If you only remember one thing: app = where Faraday lives, sandbox = where code runs.

This is a good starting point for most users — local Faraday with a Docker sandbox:

llm:
provider: openai
model: gpt-5
api_key_env: OPENAI_API_KEY
backends:
db: sqlite
rag: in-memory
app:
mode: host
workspace:
source_root: .
sandbox:
backend: docker
workspace:
container_path: /workspace
outputs:
root: ./run_outputs
storage:
sqlite_path: ~/.faraday/faraday.db
save_messages: true
save_trajectory: true

Why this is a good default:

  • sqlite works without extra infrastructure.
  • in-memory gives you workspace-aware retrieval without extra services.
  • app.mode: host keeps the app easy to debug.
  • sandbox.backend: docker isolates code execution from your main Python environment.
  • outputs.root makes run artifacts predictable.
  • storage keeps everything about persistence in one place.
llm:
provider: openai
model: gpt-5
api_key_env: OPENAI_API_KEY
llm:
provider: azure
model: gpt-5
api_key_env: AZURE_OPENAI_API_KEY
base_url_env: AZURE_OPENAI_BASE_URL
api_version: preview
llm:
provider: openrouter
model: openai/gpt-4.1-mini
api_key_env: OPENROUTER_API_KEY

Guidance:

  • Prefer api_key_env over storing secrets in YAML.
  • Keep provider-specific values inside the llm block.

Start from the recommended baseline above. Each mode only requires changing a small number of lines.

Mode 1: Local + Docker sandbox (the default)

Section titled “Mode 1: Local + Docker sandbox (the default)”

No changes needed — this is the baseline.

app:
mode: host
workspace:
source_root: .
sandbox:
backend: docker
workspace:
container_path: /workspace

Best for: everyday development, repository work where code should be isolated.

Starting from the baseline, change these lines:

app:
mode: docker # ← was: host
app_image: faraday-oss # ← add: which image to run Faraday in
workspace:
source_root: /workspace # ← was: . (absolute path inside the container)
outputs:
root: /workspace/run_outputs # ← add: so outputs land on the bind-mounted volume

The sandbox block stays the same.

Best for: containerized deployments, consistent runtime across machines, demo environments.

Starting from the baseline, change one line and add the modal config:

sandbox:
backend: modal # ← was: docker
modal: # ← add: Modal-specific settings
cloud_storage_mode: optional
bucket_name: my-faraday-bucket

The app block stays the same. Also set features.modal: true.

Best for: remote compute, workflows that already depend on Modal.

Bonus: Local app, local execution (no Docker)

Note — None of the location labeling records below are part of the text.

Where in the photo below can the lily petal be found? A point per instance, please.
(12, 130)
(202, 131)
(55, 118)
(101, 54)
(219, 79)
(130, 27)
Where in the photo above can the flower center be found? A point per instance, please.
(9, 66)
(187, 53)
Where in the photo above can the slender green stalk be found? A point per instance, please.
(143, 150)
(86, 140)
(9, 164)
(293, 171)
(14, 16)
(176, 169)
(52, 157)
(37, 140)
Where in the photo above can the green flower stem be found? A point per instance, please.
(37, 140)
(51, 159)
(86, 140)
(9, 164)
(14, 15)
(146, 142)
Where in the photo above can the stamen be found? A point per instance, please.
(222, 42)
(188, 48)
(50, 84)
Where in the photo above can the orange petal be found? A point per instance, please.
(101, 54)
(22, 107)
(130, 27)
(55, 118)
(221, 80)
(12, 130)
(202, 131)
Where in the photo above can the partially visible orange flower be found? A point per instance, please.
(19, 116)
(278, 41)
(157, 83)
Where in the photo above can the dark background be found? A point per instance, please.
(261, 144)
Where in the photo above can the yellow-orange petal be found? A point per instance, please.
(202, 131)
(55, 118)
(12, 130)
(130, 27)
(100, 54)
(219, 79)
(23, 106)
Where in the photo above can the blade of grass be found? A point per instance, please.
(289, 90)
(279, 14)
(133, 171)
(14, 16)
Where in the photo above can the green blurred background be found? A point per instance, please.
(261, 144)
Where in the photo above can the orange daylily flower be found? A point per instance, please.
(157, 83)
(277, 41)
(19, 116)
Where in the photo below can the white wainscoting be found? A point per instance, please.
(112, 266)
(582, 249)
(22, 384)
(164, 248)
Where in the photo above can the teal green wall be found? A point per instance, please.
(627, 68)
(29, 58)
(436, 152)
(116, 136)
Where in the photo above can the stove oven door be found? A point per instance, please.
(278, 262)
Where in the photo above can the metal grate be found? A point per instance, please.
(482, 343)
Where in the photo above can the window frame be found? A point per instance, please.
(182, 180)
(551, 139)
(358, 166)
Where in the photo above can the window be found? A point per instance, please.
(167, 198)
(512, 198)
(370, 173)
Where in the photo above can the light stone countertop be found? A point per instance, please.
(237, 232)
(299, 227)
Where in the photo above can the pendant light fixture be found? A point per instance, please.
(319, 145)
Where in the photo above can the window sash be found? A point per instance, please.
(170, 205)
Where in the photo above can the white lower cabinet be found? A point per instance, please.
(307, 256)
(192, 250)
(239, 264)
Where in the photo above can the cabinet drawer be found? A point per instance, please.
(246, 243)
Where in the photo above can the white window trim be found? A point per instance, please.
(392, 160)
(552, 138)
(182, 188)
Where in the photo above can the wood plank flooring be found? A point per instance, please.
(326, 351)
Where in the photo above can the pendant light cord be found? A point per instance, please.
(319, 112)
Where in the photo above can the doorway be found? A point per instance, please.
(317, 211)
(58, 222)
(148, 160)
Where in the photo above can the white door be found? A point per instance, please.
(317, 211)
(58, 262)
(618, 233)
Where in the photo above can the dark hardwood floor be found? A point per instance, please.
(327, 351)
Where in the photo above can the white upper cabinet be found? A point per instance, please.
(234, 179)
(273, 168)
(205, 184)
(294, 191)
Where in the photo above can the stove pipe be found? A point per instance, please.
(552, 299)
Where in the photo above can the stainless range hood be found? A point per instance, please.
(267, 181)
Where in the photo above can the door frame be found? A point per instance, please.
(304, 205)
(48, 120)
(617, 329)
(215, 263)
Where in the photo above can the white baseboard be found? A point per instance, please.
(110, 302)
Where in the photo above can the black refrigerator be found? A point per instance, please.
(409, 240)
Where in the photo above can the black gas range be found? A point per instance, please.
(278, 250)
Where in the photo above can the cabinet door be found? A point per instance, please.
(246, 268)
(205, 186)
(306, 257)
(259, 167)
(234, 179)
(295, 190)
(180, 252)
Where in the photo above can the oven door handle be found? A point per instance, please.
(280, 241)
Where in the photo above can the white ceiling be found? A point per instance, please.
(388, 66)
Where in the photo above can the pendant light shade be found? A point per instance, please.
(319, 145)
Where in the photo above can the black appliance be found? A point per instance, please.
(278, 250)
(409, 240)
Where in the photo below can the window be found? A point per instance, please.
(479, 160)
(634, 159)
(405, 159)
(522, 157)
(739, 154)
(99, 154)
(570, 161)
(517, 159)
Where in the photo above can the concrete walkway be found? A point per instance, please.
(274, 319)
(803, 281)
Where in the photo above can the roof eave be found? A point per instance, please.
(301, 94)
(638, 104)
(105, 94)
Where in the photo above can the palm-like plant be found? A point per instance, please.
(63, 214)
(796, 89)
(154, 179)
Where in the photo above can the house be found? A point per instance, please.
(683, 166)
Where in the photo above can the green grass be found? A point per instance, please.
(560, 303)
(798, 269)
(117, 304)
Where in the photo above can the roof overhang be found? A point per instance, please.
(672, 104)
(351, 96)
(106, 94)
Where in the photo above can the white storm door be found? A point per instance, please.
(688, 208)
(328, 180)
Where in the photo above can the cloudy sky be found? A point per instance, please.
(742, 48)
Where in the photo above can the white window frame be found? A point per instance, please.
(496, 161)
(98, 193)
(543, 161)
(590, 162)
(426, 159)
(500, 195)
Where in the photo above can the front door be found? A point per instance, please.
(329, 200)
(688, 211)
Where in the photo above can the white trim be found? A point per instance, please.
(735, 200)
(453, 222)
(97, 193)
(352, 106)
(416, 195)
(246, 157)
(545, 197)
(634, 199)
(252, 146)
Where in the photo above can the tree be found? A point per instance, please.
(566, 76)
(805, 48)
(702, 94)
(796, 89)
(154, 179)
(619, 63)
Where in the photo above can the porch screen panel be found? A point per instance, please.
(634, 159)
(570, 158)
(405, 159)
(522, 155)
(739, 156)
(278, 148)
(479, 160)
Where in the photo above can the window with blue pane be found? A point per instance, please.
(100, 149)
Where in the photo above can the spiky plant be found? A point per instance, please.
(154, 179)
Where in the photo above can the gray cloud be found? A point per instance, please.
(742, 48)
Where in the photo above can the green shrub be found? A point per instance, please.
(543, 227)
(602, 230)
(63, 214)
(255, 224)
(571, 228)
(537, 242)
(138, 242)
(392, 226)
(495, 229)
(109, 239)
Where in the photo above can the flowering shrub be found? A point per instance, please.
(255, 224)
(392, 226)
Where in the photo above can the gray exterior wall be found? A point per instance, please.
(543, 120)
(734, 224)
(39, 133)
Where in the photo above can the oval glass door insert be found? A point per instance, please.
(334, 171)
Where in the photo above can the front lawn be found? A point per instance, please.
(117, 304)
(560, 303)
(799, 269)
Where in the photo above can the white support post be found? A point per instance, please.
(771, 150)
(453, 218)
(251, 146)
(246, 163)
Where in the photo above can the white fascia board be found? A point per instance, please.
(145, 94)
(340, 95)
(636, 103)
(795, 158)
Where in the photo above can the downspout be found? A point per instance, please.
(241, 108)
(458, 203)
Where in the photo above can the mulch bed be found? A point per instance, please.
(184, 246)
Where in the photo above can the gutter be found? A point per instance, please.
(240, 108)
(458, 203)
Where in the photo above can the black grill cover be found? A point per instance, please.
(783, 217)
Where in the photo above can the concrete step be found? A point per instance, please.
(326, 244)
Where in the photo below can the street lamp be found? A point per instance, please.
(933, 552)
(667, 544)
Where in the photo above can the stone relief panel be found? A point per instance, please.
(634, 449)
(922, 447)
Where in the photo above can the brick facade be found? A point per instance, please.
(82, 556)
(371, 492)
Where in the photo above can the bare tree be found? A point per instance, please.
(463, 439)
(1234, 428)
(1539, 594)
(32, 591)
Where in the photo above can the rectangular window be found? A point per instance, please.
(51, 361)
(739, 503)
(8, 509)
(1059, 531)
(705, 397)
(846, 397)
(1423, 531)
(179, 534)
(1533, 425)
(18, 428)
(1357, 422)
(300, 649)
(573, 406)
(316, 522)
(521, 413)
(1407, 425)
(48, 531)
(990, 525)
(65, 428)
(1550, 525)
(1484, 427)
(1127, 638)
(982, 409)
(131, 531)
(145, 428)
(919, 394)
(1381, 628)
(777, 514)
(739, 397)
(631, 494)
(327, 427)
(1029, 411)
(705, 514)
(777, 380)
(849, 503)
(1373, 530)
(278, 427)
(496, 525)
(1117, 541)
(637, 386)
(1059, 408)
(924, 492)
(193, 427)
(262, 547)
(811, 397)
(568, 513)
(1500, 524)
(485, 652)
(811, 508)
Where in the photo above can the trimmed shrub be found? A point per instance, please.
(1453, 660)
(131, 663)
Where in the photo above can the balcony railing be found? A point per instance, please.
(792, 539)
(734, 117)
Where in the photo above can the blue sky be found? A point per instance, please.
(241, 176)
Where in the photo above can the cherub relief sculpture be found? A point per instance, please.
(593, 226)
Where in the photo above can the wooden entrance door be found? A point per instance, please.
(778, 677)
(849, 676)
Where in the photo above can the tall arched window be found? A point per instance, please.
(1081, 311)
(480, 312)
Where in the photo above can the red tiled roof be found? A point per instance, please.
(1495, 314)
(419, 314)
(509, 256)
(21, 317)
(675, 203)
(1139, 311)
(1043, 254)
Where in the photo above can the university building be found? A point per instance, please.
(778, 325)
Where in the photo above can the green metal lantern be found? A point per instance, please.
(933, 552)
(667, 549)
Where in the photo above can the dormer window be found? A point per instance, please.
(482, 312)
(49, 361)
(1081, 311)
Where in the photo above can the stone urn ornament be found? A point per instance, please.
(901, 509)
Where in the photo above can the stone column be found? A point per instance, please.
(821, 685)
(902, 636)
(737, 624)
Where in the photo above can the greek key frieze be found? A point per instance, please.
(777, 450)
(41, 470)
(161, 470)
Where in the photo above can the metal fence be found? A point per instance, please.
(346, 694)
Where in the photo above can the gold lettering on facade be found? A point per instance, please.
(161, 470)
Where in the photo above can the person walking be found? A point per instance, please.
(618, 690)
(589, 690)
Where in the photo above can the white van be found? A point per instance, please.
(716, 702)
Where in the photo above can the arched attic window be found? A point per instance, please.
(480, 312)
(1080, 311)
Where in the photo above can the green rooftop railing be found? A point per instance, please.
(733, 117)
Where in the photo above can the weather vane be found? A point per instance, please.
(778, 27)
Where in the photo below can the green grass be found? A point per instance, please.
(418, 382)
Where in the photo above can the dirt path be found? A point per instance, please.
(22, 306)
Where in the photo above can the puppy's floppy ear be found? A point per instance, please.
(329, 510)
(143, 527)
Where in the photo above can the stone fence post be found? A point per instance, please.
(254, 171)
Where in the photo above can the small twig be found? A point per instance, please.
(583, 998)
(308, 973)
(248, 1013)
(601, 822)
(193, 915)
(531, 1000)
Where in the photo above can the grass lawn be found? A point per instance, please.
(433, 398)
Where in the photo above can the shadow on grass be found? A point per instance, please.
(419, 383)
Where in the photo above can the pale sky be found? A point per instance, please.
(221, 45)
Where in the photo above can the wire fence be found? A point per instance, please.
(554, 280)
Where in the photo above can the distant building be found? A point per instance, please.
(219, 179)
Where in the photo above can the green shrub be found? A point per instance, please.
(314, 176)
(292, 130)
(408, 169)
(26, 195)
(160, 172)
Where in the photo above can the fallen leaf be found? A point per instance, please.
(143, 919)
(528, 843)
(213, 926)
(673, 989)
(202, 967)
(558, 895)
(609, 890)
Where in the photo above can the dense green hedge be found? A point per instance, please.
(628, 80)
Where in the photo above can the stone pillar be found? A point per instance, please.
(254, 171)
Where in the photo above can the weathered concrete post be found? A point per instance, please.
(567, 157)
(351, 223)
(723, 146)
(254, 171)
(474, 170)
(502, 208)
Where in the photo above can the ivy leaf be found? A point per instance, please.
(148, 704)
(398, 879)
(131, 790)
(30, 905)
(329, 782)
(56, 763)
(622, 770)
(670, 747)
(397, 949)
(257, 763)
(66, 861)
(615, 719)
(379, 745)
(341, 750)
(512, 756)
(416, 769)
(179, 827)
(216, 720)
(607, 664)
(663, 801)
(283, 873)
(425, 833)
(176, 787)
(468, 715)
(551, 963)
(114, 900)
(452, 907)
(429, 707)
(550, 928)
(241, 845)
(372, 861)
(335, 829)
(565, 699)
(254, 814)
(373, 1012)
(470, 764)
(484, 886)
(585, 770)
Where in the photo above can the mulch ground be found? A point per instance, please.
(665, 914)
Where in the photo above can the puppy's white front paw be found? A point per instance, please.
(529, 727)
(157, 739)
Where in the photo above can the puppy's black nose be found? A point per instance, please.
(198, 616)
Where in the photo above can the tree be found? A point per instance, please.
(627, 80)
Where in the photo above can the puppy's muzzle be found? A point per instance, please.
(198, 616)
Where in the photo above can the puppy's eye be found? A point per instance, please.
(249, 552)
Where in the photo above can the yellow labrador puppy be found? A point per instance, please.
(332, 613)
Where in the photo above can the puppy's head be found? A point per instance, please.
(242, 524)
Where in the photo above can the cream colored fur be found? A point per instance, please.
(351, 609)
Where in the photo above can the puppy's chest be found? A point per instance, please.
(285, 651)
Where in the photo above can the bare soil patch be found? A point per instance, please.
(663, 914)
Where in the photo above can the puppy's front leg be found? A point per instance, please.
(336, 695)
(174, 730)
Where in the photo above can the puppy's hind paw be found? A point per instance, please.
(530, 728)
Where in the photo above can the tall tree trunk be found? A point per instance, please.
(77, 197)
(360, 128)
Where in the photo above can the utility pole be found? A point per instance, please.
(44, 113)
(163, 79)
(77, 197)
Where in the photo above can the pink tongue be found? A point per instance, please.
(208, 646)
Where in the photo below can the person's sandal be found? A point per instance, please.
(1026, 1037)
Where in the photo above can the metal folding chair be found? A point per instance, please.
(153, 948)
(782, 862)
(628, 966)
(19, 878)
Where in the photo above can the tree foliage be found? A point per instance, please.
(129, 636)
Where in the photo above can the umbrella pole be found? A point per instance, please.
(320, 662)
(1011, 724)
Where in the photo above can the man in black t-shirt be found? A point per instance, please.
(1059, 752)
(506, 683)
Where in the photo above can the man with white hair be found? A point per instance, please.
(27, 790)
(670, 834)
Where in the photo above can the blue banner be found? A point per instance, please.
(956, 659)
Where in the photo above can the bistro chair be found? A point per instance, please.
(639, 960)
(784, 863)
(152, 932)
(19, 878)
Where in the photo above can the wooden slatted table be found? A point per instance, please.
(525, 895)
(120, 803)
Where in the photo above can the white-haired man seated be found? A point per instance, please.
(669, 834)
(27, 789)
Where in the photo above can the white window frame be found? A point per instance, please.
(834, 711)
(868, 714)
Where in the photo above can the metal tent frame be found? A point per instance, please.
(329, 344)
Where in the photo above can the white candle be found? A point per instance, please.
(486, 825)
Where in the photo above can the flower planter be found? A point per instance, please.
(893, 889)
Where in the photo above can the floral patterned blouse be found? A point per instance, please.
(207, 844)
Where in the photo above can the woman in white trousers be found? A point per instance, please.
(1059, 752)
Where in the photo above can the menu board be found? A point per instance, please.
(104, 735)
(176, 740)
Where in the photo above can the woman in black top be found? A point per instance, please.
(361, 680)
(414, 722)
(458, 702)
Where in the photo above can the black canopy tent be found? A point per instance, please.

Section titled “Bonus: Local app, local execution (no Docker)”

For the simplest possible setup when Docker is unavailable:

app:
mode: host
sandbox:
backend: host # ← was: docker

Trade-offs: installed packages and filesystem writes affect the host directly, results may be less reproducible across machines.

This is the default behavior and the right choice for most runs. The agent reads and writes files directly at source_root.

app:
workspace:
source_root: .

Use this when each run should start from the same clean workspace snapshot.

app:
workspace:
source_root: .
init_mode: copy
copy_root: ./.faraday_runtime/workspace-copies
keep_copy: false

Best for:

  • repeated benchmark runs
  • long-running experiments
  • comparisons where mutations to the workspace should not leak between runs

Faraday writes per-run artifacts under outputs.root.

Typical layout:

run_outputs/
run_{timestamp}_{chat_id}_{query_id}/
agent_outputs/
run_artifacts/

Use these defaults unless you have a clear reason not to:

outputs:
root: ./run_outputs
storage:
sqlite_path: ~/.faraday/faraday.db
save_messages: true
save_trajectory: true

What each setting is for:

  • save_messages: persist conversation history so it can be restored across runs
  • save_trajectory: write trajectory.json for replay, debugging, and handoff
  • previous_context: path to a prior trajectory.json; use when a follow-up run should resume from a known trace
backends:
db: sqlite
rag: in-memory
storage:
sqlite_path: ~/.faraday/faraday.db

Use this when:

  • you want easy local setup
  • you want conversation history
  • you want retrieval over the current workspace
backends:
db: sqlite
rag: none

Use this when:

  • you want simpler behavior
  • you do not want workspace retrieval influencing answers

If you need retrieval over an external corpus instead of the current workspace, see Bring your own document store.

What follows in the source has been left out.